Les activités portant sur des langues diverses sont particulièrement appropriées pour favoriser un “détour” par d’autres langues, qui permet de mieux revenir à la fois à la langue de l’école et à la langue enseignée.” Ainsi, le plurilinguisme joue un rôle dans l’interaction des savoirs.

On travaille à partir de plusieurs langues, en direction de plusieurs langues, et donc avec plusieurs langues. De même que pour l’éveil aux langues, mais en s’adressant à des élèves plus âgés, l’action permet de reconnaître la pluralité inhérente à la classe et, très souvent, aux trajectoires des élèves. C’est un principe commun donc avec l’éveil aux langues, mais également avec la pédagogie interculturelle.

L’apprentissage dans le plurilinguisme 24 permet de mettre en place des compétences plurilingues grâce à la didactique intégrée et à l’intercompréhension entre langues plus ou moins voisines. Enfin, la reformulation s’avère importante dans l’apprentissage et la pratique des langues étrangères. Elle peut être pratiquée à l’occasion du résumé d’une séance ou d’un exercice. Il apparaît ainsi clairement ce qui reste, ce qu’on mémorise, et finalement ce qu’on fait sien.

Enseignement bilingue
La démarche qui associe les méthodologies de l’intercompréhension et celles de l’enseignement bilingue est bénéfique au niveau scolaire, car tout en travaillant des contenus disciplinaires spécifiques que sont les programmes scolaires, l’intercompréhension intégrée introduit un regard pluriel sur les notions que les élèves sont censés apprendre, ce qui leur permet de les appréhender autrement. Concrètement, on observe comment à partir d’un problème linguistique, une incompréhension résultant de l’opacité de la langue, la classe parvient à une meilleure compréhension et même à une expansion des savoirs mobilisés par la tâche.

C’est une recherche collective du sens qui se met alors en œuvre. Au lieu de fournir la réponse, l’enseignant.e privilégie une démarche inductive et part des connaissances des élèves pour résoudre le problème. L’important n’est pas la réalisation de l’exercice mais le chemin parcouru pour y parvenir. L’intercompréhension intégrée nous montre tout l’intérêt de sortir de sa “zone de confort” et d’affronter les difficultés. Elles ne représentent pas seulement un obstacle mais surtout une occasion d’exercer sa capacité à trouver des solutions et à mobiliser pour cela l’ensemble de ses compétences et de ses connaissances.

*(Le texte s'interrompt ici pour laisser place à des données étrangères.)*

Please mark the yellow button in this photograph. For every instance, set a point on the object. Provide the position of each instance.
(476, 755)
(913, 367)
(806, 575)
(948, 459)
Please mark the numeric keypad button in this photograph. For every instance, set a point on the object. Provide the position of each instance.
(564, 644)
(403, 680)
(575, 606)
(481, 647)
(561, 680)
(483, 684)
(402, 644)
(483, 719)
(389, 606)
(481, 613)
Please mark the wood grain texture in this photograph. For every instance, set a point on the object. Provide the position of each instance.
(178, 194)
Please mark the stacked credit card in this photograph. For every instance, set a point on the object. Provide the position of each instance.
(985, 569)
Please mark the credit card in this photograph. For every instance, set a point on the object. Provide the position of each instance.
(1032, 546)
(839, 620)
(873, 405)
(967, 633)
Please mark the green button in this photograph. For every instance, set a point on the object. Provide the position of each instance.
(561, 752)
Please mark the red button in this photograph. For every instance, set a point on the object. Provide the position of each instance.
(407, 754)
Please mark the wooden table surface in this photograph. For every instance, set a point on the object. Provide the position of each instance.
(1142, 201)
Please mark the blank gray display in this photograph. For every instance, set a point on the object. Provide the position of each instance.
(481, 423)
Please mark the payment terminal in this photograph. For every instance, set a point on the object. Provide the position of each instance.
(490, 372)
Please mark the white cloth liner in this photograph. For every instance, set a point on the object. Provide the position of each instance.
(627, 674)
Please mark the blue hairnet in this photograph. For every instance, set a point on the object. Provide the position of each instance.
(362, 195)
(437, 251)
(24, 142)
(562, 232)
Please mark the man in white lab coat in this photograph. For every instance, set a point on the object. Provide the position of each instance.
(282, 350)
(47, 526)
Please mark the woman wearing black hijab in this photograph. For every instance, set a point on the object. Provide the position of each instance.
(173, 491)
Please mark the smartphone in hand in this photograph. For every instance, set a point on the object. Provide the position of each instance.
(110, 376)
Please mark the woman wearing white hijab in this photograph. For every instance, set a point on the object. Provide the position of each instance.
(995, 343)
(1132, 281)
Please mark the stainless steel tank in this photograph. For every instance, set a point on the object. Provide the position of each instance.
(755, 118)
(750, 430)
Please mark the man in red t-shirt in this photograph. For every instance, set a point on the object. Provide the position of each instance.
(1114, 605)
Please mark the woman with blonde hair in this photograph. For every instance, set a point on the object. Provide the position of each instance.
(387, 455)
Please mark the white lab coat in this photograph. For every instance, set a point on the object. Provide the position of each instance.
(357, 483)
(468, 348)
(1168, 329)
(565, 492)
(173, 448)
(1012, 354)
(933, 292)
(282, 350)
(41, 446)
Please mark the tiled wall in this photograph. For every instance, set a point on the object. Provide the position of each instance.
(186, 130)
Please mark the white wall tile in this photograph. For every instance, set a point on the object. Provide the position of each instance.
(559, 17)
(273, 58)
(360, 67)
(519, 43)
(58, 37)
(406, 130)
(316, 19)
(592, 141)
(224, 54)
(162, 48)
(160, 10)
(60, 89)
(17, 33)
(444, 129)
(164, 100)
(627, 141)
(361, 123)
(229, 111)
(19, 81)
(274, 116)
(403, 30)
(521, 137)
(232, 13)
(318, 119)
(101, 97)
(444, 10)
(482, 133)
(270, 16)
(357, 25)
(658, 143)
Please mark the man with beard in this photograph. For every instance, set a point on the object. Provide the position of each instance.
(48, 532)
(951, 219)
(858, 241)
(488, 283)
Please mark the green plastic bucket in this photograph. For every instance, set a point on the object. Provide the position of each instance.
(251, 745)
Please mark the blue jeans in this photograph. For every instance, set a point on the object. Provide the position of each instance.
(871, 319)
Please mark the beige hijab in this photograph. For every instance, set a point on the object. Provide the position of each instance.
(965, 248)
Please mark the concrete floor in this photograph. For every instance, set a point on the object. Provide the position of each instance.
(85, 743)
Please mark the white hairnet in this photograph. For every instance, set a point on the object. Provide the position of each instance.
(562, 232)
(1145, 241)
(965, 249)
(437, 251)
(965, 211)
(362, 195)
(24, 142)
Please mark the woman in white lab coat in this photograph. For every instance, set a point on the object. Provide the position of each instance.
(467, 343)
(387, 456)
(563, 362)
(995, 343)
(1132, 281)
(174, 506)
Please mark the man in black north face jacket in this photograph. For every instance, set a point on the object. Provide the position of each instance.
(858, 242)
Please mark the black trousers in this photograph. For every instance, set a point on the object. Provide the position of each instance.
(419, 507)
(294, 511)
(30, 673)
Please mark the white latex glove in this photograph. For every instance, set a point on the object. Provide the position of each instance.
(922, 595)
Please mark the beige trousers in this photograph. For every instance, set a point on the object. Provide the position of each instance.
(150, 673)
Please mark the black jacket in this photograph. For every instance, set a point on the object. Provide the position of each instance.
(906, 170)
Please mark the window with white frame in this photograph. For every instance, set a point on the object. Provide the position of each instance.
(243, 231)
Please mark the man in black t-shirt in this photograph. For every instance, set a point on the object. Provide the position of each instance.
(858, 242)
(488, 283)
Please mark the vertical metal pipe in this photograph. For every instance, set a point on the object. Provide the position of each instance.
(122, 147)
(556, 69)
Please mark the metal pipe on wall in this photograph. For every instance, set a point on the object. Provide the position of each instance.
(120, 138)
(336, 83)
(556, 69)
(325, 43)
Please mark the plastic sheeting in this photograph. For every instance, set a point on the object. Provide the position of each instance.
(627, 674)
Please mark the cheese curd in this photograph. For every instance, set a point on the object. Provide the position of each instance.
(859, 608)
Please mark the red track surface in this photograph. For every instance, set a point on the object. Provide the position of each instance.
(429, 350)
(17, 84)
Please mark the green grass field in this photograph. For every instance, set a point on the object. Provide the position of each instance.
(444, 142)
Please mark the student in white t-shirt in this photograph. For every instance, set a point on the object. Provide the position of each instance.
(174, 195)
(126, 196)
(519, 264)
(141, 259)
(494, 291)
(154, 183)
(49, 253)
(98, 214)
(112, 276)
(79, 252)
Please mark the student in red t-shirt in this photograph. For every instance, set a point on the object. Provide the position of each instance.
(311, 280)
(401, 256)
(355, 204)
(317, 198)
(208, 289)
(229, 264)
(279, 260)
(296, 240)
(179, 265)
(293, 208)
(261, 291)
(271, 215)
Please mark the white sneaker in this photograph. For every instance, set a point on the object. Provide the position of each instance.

Ce procédé, parce-qu’il est hautement actif, permet une meilleure intégration des apprentissages et des savoirs. Ainsi, il est à utiliser et à développer dès le plus jeune âge. Puisqu’en effet, c’est ce principe que met en œuvre le jeune enfant de façon instinctive dans sa découverte et son appréhension du monde, dans son apprentissage du langage maternel.